今までの話のようにイチャついてません。甘いのを期待していた方はごめんなさい
デートの帰り道。夕日が照らす街を彼女とふたり並んで歩く。
彼女は何も言わず、私も何も言わない。ただただふたり分の足音が響くだけ。
別にデートが楽しくなかったというわけじゃない。ただデートの帰り道はいつも沈黙が支配していて、そしてそれが私たちの最低な関係の微妙な距離感を表している。
互いに無言のままに歩をすすめ、やがて訪れる分かれ道。彼女は右で私は左、いつもは一言二言交わして別れるだけだけど今日はそうしない。彼女と付き合い始めて1年以上経った。そろそろ彼女との関係を変えようと思う。
「青葉さん、私たち別れましょうか」
「……そうですか。よかったですね」
彼女は寂しそうに、静かに笑った。
私と彼女の関係は失恋から始まった。
私は羽沢さんが好きで、彼女は美竹さんが好きだった。けれど羽沢さんと美竹さんはお互いに好き同士で付き合っていた。想いの実らなかった私たちはやがて互いに傷をなめ合い、慰め合うように付き合い始めた。
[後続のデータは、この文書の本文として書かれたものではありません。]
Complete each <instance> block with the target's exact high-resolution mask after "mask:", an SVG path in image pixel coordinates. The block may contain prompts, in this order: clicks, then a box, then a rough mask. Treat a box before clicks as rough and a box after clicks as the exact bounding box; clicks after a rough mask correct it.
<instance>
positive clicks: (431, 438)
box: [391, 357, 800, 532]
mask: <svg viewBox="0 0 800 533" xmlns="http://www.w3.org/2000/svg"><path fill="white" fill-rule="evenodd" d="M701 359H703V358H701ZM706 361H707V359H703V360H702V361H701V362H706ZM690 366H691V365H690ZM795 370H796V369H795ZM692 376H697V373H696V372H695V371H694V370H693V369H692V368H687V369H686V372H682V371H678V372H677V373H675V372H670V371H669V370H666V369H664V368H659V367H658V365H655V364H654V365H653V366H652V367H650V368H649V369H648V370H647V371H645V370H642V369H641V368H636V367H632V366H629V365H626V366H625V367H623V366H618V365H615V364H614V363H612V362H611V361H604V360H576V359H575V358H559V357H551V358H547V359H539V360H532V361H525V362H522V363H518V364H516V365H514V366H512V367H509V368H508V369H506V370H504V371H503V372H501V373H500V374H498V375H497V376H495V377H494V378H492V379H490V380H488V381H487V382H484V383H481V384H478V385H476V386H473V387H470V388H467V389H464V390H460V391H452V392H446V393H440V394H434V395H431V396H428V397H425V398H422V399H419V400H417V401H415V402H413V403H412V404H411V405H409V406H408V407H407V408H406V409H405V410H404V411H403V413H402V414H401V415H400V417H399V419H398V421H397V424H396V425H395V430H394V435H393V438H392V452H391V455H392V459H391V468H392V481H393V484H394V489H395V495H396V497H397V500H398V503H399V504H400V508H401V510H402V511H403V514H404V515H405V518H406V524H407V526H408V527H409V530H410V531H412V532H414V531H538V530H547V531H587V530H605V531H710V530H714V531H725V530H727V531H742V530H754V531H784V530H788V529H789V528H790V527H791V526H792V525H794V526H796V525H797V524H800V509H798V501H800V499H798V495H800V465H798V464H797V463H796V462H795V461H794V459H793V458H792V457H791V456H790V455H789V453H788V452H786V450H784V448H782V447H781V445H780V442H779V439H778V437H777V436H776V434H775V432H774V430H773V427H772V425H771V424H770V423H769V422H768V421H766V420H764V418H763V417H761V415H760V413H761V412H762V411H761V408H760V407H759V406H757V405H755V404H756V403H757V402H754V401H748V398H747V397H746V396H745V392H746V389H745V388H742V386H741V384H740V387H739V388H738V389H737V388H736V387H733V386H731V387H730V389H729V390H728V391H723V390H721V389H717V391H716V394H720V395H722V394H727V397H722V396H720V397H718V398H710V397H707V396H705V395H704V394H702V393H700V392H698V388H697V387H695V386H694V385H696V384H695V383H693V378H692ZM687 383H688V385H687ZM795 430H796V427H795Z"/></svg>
今思えばあの時の私はどうかしていた。きっと失恋のショックで正常な判断が出来ていなかったのだと思う。そうでなければ彼女の言葉に応えることはなかっただろう。それでも彼女の手を取ったことを後悔はしていない。そうしなければ当時の私は耐えられなかったし、きっと今も立ち直れていないだろうから……。
そうしてかなりの時間を彼女と過ごすようになったけれど、心はただの一度も一緒になることはなかった。でもそれも当然で、私も最初は彼女に羽沢さんを重ねていたし、彼女はずっと私に美竹さんを重ねていた。デートの時は当然のように、身体を重ねたときでさえも互いのことを見てなかった。
でもそんな関係でも私は羽沢さんを忘れることができた。今はもう羽沢さんへの恋慕を抱いていない。彼女との関係も私にとってはもう不要なものだった。それでもいままで付き合い続けていたのは、まだ彼女にとって必要だったから。
学校も同じでバンドも同じ、いまさら幼馴染としての距離を変えられないというのもあるだろう。どうしても美竹さんと接してしまう彼女はどんどんと傷ついていく。そんな彼女を放っておくなんてことはできるはずがなかった。
ではなぜいまさら別れ話を切り出したのか、それは私が新たな恋をしたから。『どちらかに好きな人が出来たら別れる』付き合い始めた当初からの約束だった。でも約束だけが理由じゃない。
私はこれ以上誰かの代わりになるのが嫌だ。
そう。私は彼女に恋をした。
「いままでありがとうございました」
そう言って踵を返す彼女を引きとめる。まだ帰ってもらうわけにはいかない。
「青葉さん、あなたのことが好きです。私と付き合ってください」
あなたは私と本物になってくれますか……?
1/10に電◯文庫から発売された小説版 BanG_Dream!を買いました。
ガルパから入った私には香澄ちゃんの性格が衝撃的でした。でも正直小説版の香澄ちゃんの方が好きです。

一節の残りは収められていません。